The Irish Warrior - Page 72

Again it came. Shuffling, heavy hooves. Far away but far too close. The murmur of a voice speaking in hushed tones, racing through the night air. Creaking leather, jangling spurs.

Soldiers.

Bending low, he slid his sword free and crept back through the trees, moving from shadow to shadow, making no more noise than a bat winging overhead. When he reached Senna, he crouched down, mouth by her ear.

“Up, lass. We’ve company.”

Her eyes shot open. Her startled, bright eyes were inches from his.

“Unwelcome guests. I’ve need of yer talents with a blade,” he whispered, rising and pointing to a far tree, indicating where to position herself.

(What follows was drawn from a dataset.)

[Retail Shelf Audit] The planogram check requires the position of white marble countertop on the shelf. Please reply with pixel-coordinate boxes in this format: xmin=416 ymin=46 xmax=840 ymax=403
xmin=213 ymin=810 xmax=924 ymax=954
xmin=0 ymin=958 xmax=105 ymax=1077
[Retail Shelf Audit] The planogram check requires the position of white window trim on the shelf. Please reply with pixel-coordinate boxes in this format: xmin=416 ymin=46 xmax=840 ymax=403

She scrambled to her feet, feeling in the sheath lashed around her waist, pulling out the knife. Her other hand briefly touched a second blade strapped to her leg, then she slunk across the shadowy glen to where he had pointed, bending low.

The sound of hooves crunching on sticks suddenly stopped. Every muscle in Finian’s body rippled in readiness. He threw his head back, his mouth slightly parted, every sense alert to scent, sound, motion. At his side, his sword hung still. The dull silver plane of steel shone in the slatted moonlight.

A nicker broke the tense silence, then a muffled snort. Two voices, speaking in thick, almost unintelligible English accents, prickled the hair along the back of his neck.

Sweeping his sword up, he crept closer, moving from tree trunk to tree trunk like a slinking shadow. His blood welled thick and sluggish in his veins, an icy, solid feeling. Planting the heel of his hand on the gnarled bark of one tree, he edged his head around and squinted, trying to pierce the darkness.

The night was too thick, the woods too dense. He couldn’t see anything. Behind, he heard the uneven whisper of Senna’s breathing.

The soft clop of hooves began again, moving slowly away. An exchanged curse or word occasionally floated back to him. He let another moment pass. Then, to comfort Senna in her fear and ensure her continued silence, he turned to her, a finger at his lips.

Astonishment dropped his hand to his side. Was this not the woman he’d awoken two minutes ago from a dead slumber, telling her their lives were about to be shortened? Nay, it could not be. She did not look in the least afraid.

To the contrary, she radiated power and energy, and she was marvelous. Having nailed her lithe torso against the trunk of the tree, she peered around with one chestnut eye, her cheek pasted to the rough bark. Curving and tense, her body was finely tuned, her head thrown back. Masses of tangled dark curls slipped over her shoulder and along her arms. The blade hung deceptively still by her thigh, dripping from her fingertips.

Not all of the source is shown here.